I had a Mother who read me lays, of ancient and gallent and golden days;
Stories of Marmion and Ivanhoe, which every boy has a right to know.
I had a Mother who read me tales, of Celert the hound of the hills of Wales,
True to his trust till his tragic death, faithfulness blent with his final breath.
I had a Mother who read me the things, that wholesome life to the boy heart brings
Stories that stir with an upward touch, oh, that each mother of boys were such.
You may have tangible wealth untold; caskets of jewels and coffers of gold.
Richer than I you can never be – I had a Mother who read to me.
I am very happy to have our guest blogger Natalie Finnigan here this morning to share with us on Storywraps.

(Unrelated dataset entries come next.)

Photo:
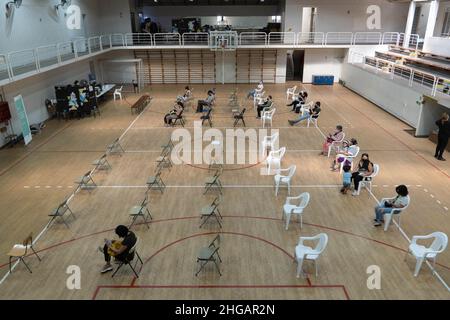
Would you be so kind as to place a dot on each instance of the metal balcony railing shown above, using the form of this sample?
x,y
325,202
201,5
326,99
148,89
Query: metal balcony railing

Welcome Natalie always love to hear from you and thanks for being my blogging buddy. :)
Aspire to Inspire
I can't remember my parents reading to me as a young child, but knowing my father as an adult, I feel sure he did. I can, however, always remember reading - I loved being transported by the Wishing Chair or Faraway Tree to places and adventures far more exciting that my life would ever be. I longed to be Nancy Drew, or find a magic wardrobe and ride a lion. Now as an adult myself I try to read everyday to my son, from my own books, to fireman Sam to How to Train a Dragon. Whatever he chooses we read and I've made sure that the bottom two shelves of my bookcase are dedicated to his books.
However, much as I enjoy reading, I'm really rubbish at accents and silly voices. I know that this is what the reading experts recommend, to make a book more interesting to a child...but I stumble, I can't remember what voice I did for what character and, because I end up feeling stupid, I end up not wanting to read the book - and this must show.
Luckily, by fortune or design, my son loves to listen to books being read and, I've found, responds far better to enthusiasm than to funny voices. So, if you want your child to love to read, try to inspire them but showing your enthusiasm and pleasure in reading. If you can do voices and accents, great, but if not, don't let it put you off, read the books in your way and the way you enjoy and this will shine through to your child.
(By the way, I still want to be Nancy Drew and ride a lion!! And the best thing is, as my son gets older, I have the perfect reason to revisit some of my old haunts...I can't wait!!)
Natalie Finnigan was born in Suffolk, England, and re-discovered her love for writing rhymes after the birth of her son, Alex, in 2010. Having already published two short, rhyming picture books based on three characters (Alex, Dragon and Spider), Natalie is enjoying branching out into other picture books and is currently writing a pre-teen novel to be used as a teaching text for English as a Foreign Language.